Another reason US Steel’s number of employees has shrunk is the consequence of technology. In 1985 my employer, the Dravo Corporation, built a modern electric arc furnace/rolling mill facility for the Timken Company, to produce high quality steel for tapered roller bearings. In addition to improving the quality of their product, this facility reduced the number of man-hours required to produce steel from 9.0 to 2.0. In the 1950s US Steel needed 340,000 employees to produce 35 million tons of steel a year (106 annual tons per employee). Last year they produced 16 million tons with 22,000 employees (727 annual tons per employee). This 700 % increase in productivity, not foreign competition, is the principal reason Braddock and Homestead are cursed with unemployment.

Nonetheless, foreign competition is difficult. In addition to the fact that their facilities are new enough to eemploy technologies that have taken advantage of great leaps forward in productivity, their labor costs are still a tiny fraction of ours. Average income in the United States is six times that in China and thirty-two times that in India. Couple that with the remarkable cost-effectiveness of trans-oceanic shipping today and it is easy to see why American firms have problems trying to compete with the developing nations.

So, why is Nippon Steel interested in paying a premium to acquire US Steel?

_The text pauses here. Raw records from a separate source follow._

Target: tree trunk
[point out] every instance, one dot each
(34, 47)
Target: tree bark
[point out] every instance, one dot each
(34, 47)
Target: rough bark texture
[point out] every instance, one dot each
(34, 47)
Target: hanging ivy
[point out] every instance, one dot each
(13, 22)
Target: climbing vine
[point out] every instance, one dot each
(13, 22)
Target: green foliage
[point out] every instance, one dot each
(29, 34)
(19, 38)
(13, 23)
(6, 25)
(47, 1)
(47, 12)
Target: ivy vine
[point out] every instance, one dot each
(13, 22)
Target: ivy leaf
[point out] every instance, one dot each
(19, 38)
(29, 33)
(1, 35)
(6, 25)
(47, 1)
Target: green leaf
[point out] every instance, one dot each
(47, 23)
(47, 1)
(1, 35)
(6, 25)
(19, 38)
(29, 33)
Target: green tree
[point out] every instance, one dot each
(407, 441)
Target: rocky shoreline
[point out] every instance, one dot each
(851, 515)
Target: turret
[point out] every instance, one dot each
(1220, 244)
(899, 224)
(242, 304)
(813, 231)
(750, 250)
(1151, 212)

I suspect their management is aware of several basic truths. Two thirds of the steel currently produced world-wide is by traditional integrated plants. The global demand for steel will continue to grow more rapidly than the availability of scrap to be remelted. Consequently, modern coke plants and blast furnaces will increase in value. US Steel owns half the coke plants and blast furnaces in the United States. The most cost-effective way for Nippon to acquire this value is to purchase US Steel.